13. Learning to take a break more often helps you make better progress. Respect your downtimes as much as your uptimes.
Younger me had too many excuses for not taking vacations or even dialing back for a weekend. For the overthinking and highly ambitious professional, there’s joy in learning that taking breaks can take even more energy and resources than you thought. Hooray—another challenge for the curious you. Going for a week without the Internet and learning how to do one new thing that seems “out of your range” can open up new paths to greater progress and enjoyment.
14. All you need is love.
How can you possibly know the depth and importance of love until you lose everything or someone who also signed on to the “until death do us part” contract? How can you value love above all possessions until it is time to downsize to what you will take with you into an assisted living arrangement?

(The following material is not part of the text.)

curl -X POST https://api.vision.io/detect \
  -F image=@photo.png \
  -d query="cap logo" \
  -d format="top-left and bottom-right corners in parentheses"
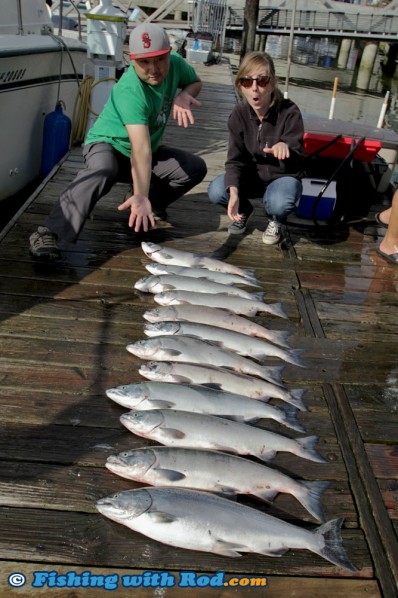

That’s why loving what you do and doing what you enjoy always accelerates progress. That’s why repeating or doubling down on what works, even when it feels unconventional is the best use of your remaining time on earth.
Learning to love means noticing all the ways love can show up. Respecting the brilliant ideas of people from different backgrounds, without any judgment, and for the joy of learning something that connects you—that’s love.
Combining hope and a realistic approach to solving life and career goals—shows love for yourself and others.